NMDC is the third public sector company to sell shares under the government’s divestment programme since January. While the first two public issues of NTPC Ltd and REC followed the newly introduced French auction route to raise around Rs12,000 crore, the government opted for the traditional book-building route for NMDC. The issue offered nearly 332.2 million shares to pare the government stake from 98.38% to 90%.
The book-building process, typically used during initial public offerings (IPOs), is one of the most commonly used methods of price discovery. In this, investors are allowed to bid in a price band with a 20% variation and the final price is determined only after the closure of the bidding. Bids are collected during the issue period at various prices within the band. The final issue price is determined based on the price that receives maximum investor support.
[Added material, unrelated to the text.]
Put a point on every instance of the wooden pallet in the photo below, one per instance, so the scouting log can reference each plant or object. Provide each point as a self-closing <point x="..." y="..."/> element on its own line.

Apart from LIC, some of the mutual funds and public sector banks, including State Bank of India, Punjab National Bank and Canara Bank, participated in the issue. FIIs, including Wellington Financial Lp, Mathews Asia Funds, and Norges Bank, bid for small quantities of shares, said a person familiar with the development.
Assuming that the NMDC issue is priced at the lower end of the band, the government will miss its Rs25,958 crore target for divestment in the current fiscal by about Rs2,000 crore.
The government plans to raise Rs40,000 crore in next fiscal and this is expected to partially help it reduce the fiscal deficit from 6.9% this year to 5.5% next year.
Retail investors haven’t been drawn to the divestments thus far. In the NTPC issue, the retail subscription was merely 0.16 times and in the REC issue it was 0.3 times.
With the NMDC issue, the ongoing divestment programme for the current fiscal year has been completed. Satluj Jal Vidyut Nigam Ltd is expected to hit the market with its IPO in April, kicking off the government’s disinvestment programme for the next year during which it plans to raise nearly Rs1,200 crore. Investment bankers and brokers said the government must price the forthcoming issues cheaper if it wants to attract investors. Otherwise, LIC will have to repeat its rescue act.